In 2021 judicial review applications and appeals were once again trending, with cases pertaining to data protection (e.g., Janssen Inc v Canada (Attorney General)), patent listing and the strict applications of the timelines in the PMNOC Regulations (e.g., Merck Canada Inc v Canada (Health), aff’d 2021 FCA 224, and Certificates of Supplementary Protection (e.g., Canada (Health) v GlaxoSmithKline Biologicals SA). Early efforts to protect and defend patent-related rights is becoming increasingly popular. Whether the trend will continue is something to watch for in 2022.

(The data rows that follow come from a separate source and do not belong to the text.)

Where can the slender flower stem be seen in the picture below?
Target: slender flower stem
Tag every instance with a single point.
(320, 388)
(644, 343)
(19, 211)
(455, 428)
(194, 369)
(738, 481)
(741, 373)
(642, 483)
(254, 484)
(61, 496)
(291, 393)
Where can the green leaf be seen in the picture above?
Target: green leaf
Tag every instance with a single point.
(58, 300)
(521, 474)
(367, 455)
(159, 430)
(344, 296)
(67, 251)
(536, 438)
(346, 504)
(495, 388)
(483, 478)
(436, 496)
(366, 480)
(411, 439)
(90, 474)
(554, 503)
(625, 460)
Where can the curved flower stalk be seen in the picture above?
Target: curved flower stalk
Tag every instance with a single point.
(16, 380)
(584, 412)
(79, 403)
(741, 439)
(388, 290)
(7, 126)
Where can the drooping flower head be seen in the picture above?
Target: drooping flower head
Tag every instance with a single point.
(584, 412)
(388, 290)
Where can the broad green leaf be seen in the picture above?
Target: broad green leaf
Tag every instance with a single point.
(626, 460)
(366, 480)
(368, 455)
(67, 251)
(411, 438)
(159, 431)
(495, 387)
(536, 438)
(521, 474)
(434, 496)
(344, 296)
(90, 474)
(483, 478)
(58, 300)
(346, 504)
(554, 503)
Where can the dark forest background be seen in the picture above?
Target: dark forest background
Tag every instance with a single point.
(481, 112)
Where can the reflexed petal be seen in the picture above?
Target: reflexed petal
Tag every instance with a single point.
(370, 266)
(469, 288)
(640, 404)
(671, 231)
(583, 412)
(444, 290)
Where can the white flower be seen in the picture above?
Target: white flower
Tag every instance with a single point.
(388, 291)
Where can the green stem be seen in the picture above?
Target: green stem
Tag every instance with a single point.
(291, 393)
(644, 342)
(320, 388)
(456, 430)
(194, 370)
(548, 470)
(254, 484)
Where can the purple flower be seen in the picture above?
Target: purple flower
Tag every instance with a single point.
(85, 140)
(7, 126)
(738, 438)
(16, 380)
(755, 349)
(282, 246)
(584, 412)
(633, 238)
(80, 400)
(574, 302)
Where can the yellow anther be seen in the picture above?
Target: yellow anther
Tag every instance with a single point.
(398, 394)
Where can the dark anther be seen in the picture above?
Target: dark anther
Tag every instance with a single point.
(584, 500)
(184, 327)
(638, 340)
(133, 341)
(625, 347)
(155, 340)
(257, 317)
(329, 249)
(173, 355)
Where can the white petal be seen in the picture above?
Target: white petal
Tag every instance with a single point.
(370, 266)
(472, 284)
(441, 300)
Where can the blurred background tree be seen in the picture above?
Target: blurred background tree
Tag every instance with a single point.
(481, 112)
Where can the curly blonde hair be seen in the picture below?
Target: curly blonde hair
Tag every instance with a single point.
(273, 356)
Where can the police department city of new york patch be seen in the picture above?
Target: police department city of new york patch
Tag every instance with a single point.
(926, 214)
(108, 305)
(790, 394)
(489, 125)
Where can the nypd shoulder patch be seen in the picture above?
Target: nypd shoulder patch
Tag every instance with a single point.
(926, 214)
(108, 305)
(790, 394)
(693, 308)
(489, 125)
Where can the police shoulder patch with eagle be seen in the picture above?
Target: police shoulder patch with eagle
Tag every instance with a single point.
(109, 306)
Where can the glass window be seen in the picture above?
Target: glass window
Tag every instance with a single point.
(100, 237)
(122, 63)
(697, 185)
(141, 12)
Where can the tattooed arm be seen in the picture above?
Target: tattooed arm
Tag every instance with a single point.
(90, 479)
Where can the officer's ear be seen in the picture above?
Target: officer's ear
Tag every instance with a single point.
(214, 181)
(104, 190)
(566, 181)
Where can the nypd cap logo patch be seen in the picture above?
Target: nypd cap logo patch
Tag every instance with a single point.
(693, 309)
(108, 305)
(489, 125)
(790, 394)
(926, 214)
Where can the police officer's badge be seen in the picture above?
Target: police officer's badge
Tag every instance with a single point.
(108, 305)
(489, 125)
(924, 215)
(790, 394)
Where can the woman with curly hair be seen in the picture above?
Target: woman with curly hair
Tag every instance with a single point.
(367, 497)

The courts continued the recent trend of promoting the use of summary judgment and summary trials in 2021, even in complex matters in the patent and pharmaceutical space. In the case of ViiV Healthcare Company v Gilead Sciences Canada Inc, the FCA seized the opportunity to clarify when and how motions for summary judgment and summary trials should proceed. The view from the FCA appears to be that—although not always the right approach—summary proceedings in some cases increase efficiency and save the parties and the court resources. The FCA also approved of summary judgment to resolve a patent dispute, not in the pharmaceutical space, in Canmar Foods Ltd v TA Foods Ltd. With the FCA opening the door to summary proceedings in patent infringement and validity actions, when and how often these proceedings will be pursued is something to watch for in 2022.


2022 is bound to be an interesting year in Canadian pharmaceutical patent law with these trends and other new developments on the horizon.